Короче говоря, заплечных дел мастер. Профессионал. В свое время я на таких насмотрелся. Как с близкого расстояния, во время дружеских междусобойчиков, так и через бруствер окопа в прицел снайперской винтовки. С виду он был неказист, сухощав, востронос, но его совершенно неподвижные оловянные зенки выдавали в нем патологического убийцу. Этот сукин сын смотрел на меня искоса, ничего не выражающим взглядом – как на пустое место. Лет ему набежало чуть больше, чем мне. Может, тридцать с небольшим. Его руки были когда-то обожжены, и теперь страшные рубцы и тонкая, почти прозрачная кожа вызывали нехорошее чувство, похожее на неприятие смешанное с отвращением.
– Фамилия? – отрывисто спросил барин.
– Чья? – Я хлопал ресницами с глупым видом; лучше быть живым недоумком, нежели мертвым умником.
– Твоя, – с нажимом сказал хозяин кабинета.
– Гена я, Чернов, – сказал я торопливо; и добавил: – Александрович… гы…
– Значит, парни не ошиблись… – Барин задумчиво покивал начинающей седеть головой. – Пришла пора, Чернов, познакомиться с тобой поближе. Что скажешь?
– Вы начальник, вам видней… – пожал я плечами с обреченным видом.
– Это ты в яблочко попал. Ну, ладно, времени у нас не так много, а потому сразу начнем с главного. Тебя не удивляет место, в которое ты попал?

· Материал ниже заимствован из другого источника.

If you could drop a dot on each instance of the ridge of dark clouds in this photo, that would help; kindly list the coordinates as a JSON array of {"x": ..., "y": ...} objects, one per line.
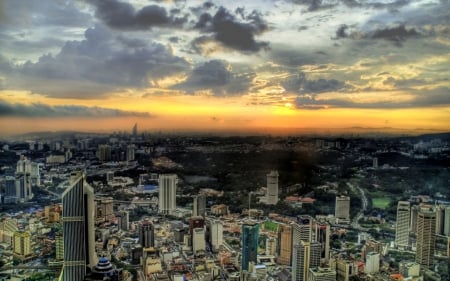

– Я уже привык… что меня хватают за здорово живешь и запихивают куда ни попадя.
– Хорош гусь… – Хозяин кабинета коротко хохотнул. – Ты, оказывается, фаталист. Я вижу, тебя не волнует даже то, что застрелили твоих дружков.
– Не понял… Это когда? И где? И вообще – у меня нету никаких дружков.
– А ты оказывается лгунишка. – Барин явно был в хорошем расположении духа. – А те мужики, которые похитили тебя из тюрьмы?
– Похитили!? – Теперь я изумился совершенно искренне. – Нет, вы ошибаетесь! Меня перевозили, скорее всего, из ИВС в настоящую тюрьму.
– Почему так думаешь?
– Это тайна следствия… но не для вас. Я скажу честно. Меня приняли за наемного убийцу.
Вы представляете!? Это не лезет ни в какие ворота. Менты шьют мне дело.
– Вон даже как… – Барин явно веселился. – Это же нужно, совершенно невинного человека сажают в следственный изолятор…
– Вам смешно, а мне совсем не до смеха. – Я обиженно надулся.